OREGON STATE UNIVERSITY

Lecture Examines Bathing Practices of Europeans and Americans

05/12/2008

CORVALLIS, Ore. – A University of Pennsylvania scholar will give a free public lecture on May 19 at Oregon State University, during which she will compare the historic bathing practices of Americans and Europeans.

This third lecture in OSU’s 2007-08 American Culture & Politics series, titled “Civilizing Bodies in the Early Atlantic and Antebellum United States,” will be given by Kathleen Brown. It begins at 4 p.m. in Memorial Union Room 208.
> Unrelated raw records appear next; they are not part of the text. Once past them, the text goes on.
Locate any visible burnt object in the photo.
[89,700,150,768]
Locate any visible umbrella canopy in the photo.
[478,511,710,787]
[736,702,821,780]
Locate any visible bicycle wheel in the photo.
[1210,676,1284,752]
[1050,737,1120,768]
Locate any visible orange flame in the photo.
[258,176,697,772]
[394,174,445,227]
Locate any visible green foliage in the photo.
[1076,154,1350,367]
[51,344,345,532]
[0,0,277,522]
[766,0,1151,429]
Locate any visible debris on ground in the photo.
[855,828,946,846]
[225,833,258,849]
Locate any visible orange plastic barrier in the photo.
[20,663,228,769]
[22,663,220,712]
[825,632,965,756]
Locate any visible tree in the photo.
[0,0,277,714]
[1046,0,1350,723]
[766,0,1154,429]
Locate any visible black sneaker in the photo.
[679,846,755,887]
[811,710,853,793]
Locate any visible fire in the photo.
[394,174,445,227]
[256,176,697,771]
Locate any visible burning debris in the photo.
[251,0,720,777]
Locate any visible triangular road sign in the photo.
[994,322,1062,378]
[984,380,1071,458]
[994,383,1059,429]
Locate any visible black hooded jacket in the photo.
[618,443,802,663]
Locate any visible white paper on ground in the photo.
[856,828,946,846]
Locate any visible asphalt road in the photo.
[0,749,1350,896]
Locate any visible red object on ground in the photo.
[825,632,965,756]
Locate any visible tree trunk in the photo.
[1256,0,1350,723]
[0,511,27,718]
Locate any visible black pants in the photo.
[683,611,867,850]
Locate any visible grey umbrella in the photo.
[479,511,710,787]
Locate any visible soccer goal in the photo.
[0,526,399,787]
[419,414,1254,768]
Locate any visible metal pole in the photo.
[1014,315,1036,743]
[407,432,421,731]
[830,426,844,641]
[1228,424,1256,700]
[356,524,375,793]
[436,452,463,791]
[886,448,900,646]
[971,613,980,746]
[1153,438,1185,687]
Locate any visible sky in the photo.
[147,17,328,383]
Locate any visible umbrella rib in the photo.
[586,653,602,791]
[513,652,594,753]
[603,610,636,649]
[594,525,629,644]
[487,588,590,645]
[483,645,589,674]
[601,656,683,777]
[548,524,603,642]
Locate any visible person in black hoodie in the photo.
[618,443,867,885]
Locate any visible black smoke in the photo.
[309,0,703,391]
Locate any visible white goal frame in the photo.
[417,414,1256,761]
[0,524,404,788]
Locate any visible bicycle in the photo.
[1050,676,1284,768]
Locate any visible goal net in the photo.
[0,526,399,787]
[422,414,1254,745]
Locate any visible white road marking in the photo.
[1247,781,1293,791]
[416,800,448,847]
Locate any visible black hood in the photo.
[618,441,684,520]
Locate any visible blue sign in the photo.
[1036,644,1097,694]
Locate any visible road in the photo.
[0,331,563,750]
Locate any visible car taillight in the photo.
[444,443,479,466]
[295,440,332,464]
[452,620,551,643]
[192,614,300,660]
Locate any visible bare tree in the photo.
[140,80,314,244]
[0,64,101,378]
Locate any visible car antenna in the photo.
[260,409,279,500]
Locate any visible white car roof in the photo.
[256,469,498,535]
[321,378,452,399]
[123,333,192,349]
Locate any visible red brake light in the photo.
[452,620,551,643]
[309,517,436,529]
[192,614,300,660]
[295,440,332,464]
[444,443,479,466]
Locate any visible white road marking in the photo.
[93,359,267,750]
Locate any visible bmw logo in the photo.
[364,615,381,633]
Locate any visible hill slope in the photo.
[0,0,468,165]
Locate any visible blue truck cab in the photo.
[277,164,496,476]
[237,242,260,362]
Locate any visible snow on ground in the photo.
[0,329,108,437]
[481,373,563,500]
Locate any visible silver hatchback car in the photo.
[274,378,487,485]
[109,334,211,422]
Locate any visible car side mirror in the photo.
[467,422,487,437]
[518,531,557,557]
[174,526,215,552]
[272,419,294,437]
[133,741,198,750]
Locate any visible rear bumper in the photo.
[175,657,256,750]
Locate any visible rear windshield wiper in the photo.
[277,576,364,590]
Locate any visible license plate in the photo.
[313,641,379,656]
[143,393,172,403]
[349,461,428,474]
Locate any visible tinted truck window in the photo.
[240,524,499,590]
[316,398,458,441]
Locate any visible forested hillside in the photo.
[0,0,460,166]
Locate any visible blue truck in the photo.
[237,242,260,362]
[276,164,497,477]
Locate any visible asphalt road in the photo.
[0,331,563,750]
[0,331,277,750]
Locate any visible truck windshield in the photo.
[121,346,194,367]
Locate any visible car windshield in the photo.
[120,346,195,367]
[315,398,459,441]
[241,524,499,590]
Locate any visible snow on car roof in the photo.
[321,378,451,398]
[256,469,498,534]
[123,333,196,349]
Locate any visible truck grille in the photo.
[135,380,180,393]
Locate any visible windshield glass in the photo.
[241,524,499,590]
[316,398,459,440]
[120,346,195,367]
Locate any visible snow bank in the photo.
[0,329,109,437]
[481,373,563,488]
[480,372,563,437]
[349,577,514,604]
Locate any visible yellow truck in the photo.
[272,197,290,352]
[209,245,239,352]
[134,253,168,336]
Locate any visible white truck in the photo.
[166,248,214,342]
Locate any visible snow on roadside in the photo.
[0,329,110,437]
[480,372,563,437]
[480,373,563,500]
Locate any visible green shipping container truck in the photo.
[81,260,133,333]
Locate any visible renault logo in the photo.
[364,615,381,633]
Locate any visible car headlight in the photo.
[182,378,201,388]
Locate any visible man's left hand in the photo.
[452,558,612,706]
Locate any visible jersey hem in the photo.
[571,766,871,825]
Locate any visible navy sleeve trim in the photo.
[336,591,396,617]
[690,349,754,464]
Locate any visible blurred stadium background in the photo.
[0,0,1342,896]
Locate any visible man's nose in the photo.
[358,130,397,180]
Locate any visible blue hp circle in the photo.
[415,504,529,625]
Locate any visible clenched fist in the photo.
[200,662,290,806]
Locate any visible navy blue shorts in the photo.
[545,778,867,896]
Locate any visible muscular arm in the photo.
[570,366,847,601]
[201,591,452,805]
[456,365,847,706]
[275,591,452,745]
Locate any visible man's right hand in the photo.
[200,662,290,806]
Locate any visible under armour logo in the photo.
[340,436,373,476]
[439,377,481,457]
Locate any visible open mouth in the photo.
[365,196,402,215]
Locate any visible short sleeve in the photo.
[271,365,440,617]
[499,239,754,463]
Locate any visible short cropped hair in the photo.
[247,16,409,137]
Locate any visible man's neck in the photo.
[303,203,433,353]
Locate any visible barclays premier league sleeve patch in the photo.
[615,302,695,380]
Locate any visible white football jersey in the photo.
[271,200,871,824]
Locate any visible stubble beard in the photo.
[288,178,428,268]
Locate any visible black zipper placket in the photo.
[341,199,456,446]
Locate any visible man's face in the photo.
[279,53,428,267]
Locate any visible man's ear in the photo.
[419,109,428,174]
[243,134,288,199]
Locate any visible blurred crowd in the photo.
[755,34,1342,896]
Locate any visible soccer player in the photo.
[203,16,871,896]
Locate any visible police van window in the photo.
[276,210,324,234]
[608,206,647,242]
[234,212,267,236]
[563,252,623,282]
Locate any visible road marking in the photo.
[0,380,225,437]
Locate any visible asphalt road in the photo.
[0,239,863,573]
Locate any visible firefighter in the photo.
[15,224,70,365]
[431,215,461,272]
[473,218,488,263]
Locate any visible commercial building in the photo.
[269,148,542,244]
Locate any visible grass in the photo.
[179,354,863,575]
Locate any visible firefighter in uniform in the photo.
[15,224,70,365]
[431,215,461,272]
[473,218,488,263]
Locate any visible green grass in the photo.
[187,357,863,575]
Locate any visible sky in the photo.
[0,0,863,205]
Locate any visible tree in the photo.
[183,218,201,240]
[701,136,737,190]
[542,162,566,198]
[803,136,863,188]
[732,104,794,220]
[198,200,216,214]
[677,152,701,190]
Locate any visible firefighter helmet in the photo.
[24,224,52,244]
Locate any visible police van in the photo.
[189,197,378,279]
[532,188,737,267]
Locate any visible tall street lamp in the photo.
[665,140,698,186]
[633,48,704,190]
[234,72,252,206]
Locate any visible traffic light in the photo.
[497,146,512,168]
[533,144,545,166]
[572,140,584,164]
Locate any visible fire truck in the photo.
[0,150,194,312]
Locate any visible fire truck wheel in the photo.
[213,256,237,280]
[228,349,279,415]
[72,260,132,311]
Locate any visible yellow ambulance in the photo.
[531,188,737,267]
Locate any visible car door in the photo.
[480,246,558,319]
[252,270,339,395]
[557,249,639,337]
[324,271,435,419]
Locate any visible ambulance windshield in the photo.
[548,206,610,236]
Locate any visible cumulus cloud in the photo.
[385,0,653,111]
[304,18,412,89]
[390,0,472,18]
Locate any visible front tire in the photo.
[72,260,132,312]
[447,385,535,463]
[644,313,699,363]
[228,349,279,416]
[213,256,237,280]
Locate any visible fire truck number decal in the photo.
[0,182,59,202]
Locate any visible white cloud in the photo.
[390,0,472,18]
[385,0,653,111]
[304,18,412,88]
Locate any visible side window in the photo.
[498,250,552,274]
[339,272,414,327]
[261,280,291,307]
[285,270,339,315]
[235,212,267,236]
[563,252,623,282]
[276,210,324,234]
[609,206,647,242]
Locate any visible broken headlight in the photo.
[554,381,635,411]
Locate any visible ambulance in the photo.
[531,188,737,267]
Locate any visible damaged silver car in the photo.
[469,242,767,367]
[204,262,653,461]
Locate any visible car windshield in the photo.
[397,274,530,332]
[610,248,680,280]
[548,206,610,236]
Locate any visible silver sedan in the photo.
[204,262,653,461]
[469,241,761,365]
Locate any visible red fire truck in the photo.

For nearly three centuries, many ordinary Europeans and Euro-Americans regarded bathing with suspicion, as an unhealthy and immoral practice. This reluctance to bathe emerged despite long-standing Judeo-Christian traditions that equated bodily cleanliness with spiritual purity and a vibrant medieval culture of bathing in public bath houses, private baths, and mineral springs.

What happened to turn people against the bath? And how and why did they become convinced, several centuries later, that bathing was not only not dangerous, but a key to good health and moral virtue?

Brown’s talk addresses these major shifts in the history of the body, with special attention to the role of cultures in contact in the early Atlantic and the subsequent transformation in women’s reputations for bodily cleanliness. By the middle of the 19th century, bathing had been reinstalled as a cornerstone of good health and hygiene.

Brown received her Ph.D. in history from the University of Wisconsin, Madison. She is the author of “Good Wives, Nasty Wenches, and Anxious Patriarchs: Gender, Race, and Power in Colonial Virginia (1996)” and “Foul Bodies: Cleanliness in Early America (2008).” She teaches history at the University of Pennsylvania.